Harvard's own Dixieland Band forgathered Sunday afternoon in the Lowell House Junior Common Room and the last of the hundreds of the faithful that followed it had to climb through the windows. They couldn't get through the door.
The place was crowded with more that people. Shades of Aunt Hagar and Sister. Kate filtered through the smoke and a lil ol' muskrat rambled in. For two solid hours in that staid Lowell House cubicle there were ladies of the new Orleans evening and the stale smell of K.C. gin. But for the grim visage of Abbot Lawrence Lowell above the fireplace it might have been any backroom in Chicago back in the days when Cicero was Cicero and not an essay in Life magazine.

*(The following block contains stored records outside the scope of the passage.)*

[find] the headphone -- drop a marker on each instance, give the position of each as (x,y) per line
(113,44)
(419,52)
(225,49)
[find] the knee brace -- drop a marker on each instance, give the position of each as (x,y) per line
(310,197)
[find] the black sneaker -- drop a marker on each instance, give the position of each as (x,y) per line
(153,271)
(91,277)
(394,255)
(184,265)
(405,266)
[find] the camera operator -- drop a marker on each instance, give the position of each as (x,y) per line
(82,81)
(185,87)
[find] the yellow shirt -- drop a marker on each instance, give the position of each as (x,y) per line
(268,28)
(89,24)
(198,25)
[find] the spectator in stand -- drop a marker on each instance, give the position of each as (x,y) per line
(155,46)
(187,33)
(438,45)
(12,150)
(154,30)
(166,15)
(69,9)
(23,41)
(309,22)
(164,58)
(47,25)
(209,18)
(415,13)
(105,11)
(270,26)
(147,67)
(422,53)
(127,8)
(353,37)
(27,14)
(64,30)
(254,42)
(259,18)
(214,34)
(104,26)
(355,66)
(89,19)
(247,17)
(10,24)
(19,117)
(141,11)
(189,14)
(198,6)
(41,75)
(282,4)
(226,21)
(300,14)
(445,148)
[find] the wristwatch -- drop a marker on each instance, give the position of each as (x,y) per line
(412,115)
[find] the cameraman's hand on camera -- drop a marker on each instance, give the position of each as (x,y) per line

Among those musically present were Hoagy Dunham on Piano, Dave Sutherland and his guitar. Walt Gifford with a set of drumsticks, Bruce Elwell on the trumpet, Oliver Taylor on the clarinet, Herb Levin on bass, and Larry Eanet, a formidable man on both trombone and piano.
And Barbara Leacock did indecent things to the audience with merely a set of vocal cords. These people put the jaded jazz of the current 52nd street to shame. They are all going to be at the Savoy next Sunday and around and about every weekend thereafter. Catch them when you can.